Due to this high expected demand, manufacturers of electric chargers must develop solutions that are competitive, affordable and capable of being industrialized at high volume. As well as being easy to install for the end user, they must meet many standard criteria, both for safety and robustness of the product.
Since 2016, IEC standards and more specifically IEC 62955 / IEC 62752, require the detection of a Direct Leakage current at 6 mA DC to avoid the home Residual Current Device (RCD) Type A being ineffective. This effect, called “the blinding effect”, appears when an EV develops an insulation fault.
EV architecture integrates a battery pack, powered by Direct Current (DC), which can generate a leakage current that can deactivate a home RCD. To protect the RCD and avoid the need to install an RCD type B in the electrical panel of home EV owners, EV chargers include a device to detect the DC leakage current. This detection is the role of the CDSR.
The CDSR has been developed to meet market demand for a residential and commercial charging station, offering a version for single-phase architecture and another for three-phase topology. With a maximum current per phase of 32A rms, the CDSR can be integrated into AC chargers from 3.7 kW to 22kW.
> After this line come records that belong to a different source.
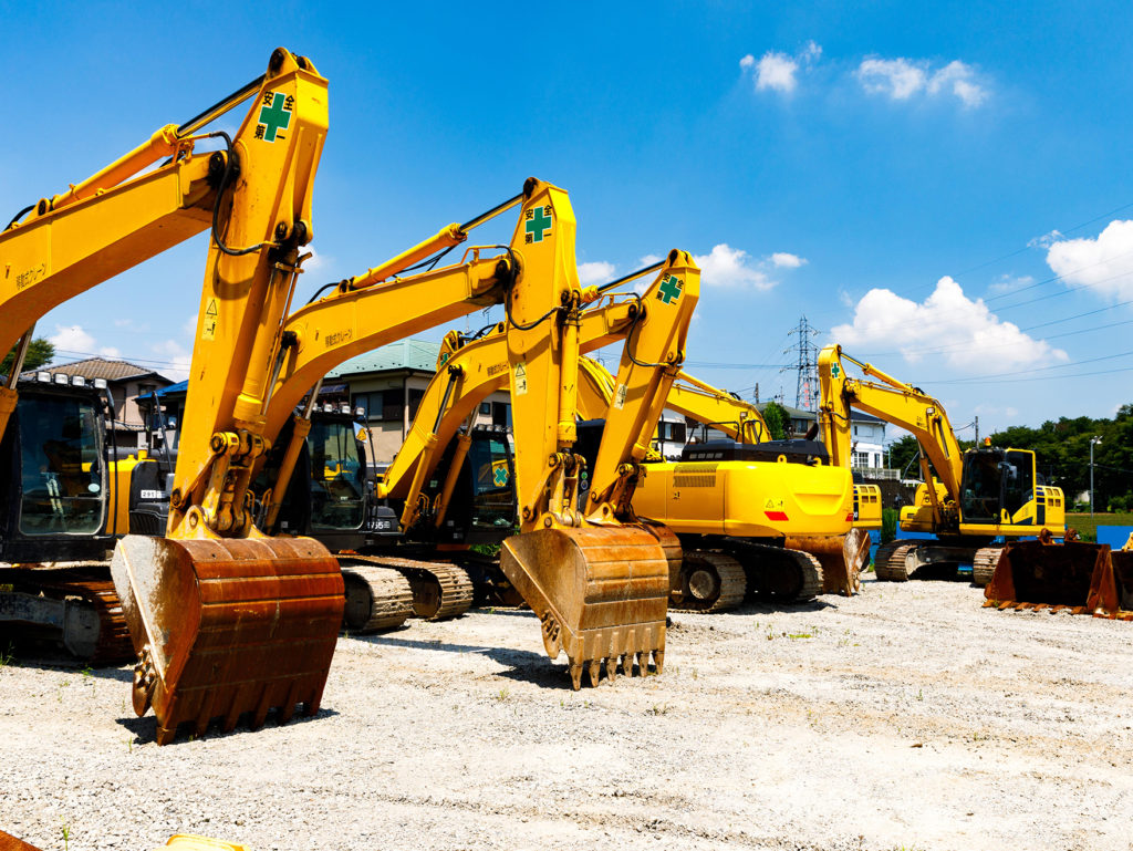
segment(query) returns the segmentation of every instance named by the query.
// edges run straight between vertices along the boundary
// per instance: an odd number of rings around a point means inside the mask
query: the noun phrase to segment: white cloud
[[[948,276],[937,281],[936,290],[921,304],[892,290],[872,289],[858,303],[853,322],[832,329],[830,334],[850,354],[857,347],[895,347],[910,364],[929,356],[970,372],[1067,359],[1062,349],[1000,321],[982,299],[968,298]]]
[[[925,87],[925,65],[908,59],[863,59],[858,66],[858,79],[870,94],[903,101]]]
[[[796,85],[794,79],[796,70],[799,63],[791,57],[769,50],[756,63],[756,88],[759,91],[772,88],[790,94]]]
[[[800,257],[798,254],[775,252],[775,254],[772,255],[772,264],[778,269],[798,269],[806,262],[806,258]]]
[[[794,56],[777,50],[768,50],[758,60],[748,53],[740,60],[740,68],[744,73],[753,70],[756,91],[767,90],[791,94],[799,82],[795,75],[801,67],[809,67],[821,57],[823,49],[813,41],[807,42],[806,46]]]
[[[976,82],[976,70],[959,59],[948,62],[928,82],[929,94],[948,91],[965,107],[979,107],[988,99],[988,91]]]
[[[1097,239],[1053,241],[1047,264],[1068,284],[1090,287],[1113,298],[1133,298],[1133,221],[1109,222]]]
[[[606,263],[603,259],[594,263],[579,263],[578,280],[583,287],[589,287],[591,283],[605,283],[613,279],[615,269],[613,263]]]
[[[979,107],[990,96],[976,69],[959,59],[934,71],[927,59],[868,57],[858,66],[857,77],[866,92],[894,101],[908,101],[922,93],[928,96],[951,94],[965,107]]]
[[[90,357],[100,355],[108,358],[121,357],[112,346],[100,347],[97,340],[82,325],[56,325],[56,333],[48,338],[63,357]]]
[[[1058,229],[1051,230],[1048,233],[1043,233],[1041,237],[1034,237],[1026,244],[1028,248],[1049,248],[1059,239],[1063,238],[1062,231]]]
[[[695,256],[693,259],[700,266],[700,280],[708,286],[769,290],[776,283],[751,264],[746,250],[732,248],[726,242],[715,246],[710,254]]]
[[[996,278],[991,284],[988,287],[989,292],[1014,292],[1015,290],[1022,289],[1029,284],[1034,283],[1034,279],[1031,275],[1012,275],[1002,274]]]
Following the trend towards digital electronics, the CDSR provides not only an analog communication output but also a Serial Peripheral Interface (SPI), enabling simple interfacing of hardware. The CDSR operates from a +3.3VDC supply and has a typical current consumption of just 50 mA when measuring 150 mA as a maximum primary residual current.
The ratio-metric behaviour of the CDSR ensures it can resist power supply drift and maintain a
stable output measurement.
Extremely robust, the CDSR can operate inside all EV chargers. It has an operating temperature between -40°C to 85°C, can withstand acceleration forces up to 10G while maintaining nominal performance, and has a very high level of insulation between its primary and measurement circuits, thanks to long creepage and clearance distances (13.2 mm).
Designed to ensure a high level of safety, the CDSR provides a default detection output signal with a reaction time below 200µs. Combined with an independent test winding, charger manufacturers can test the performance of the sensor in real time to guarantee maximum safety.
The CDSR provides an essential component of the electrification world, making charging infrastructure more affordable, safer, and reliable for the future. This new technology, developed by the experienced LEM Geneva R&D team, opens the door to new horizons using DC systems to reduce CO2 footprint.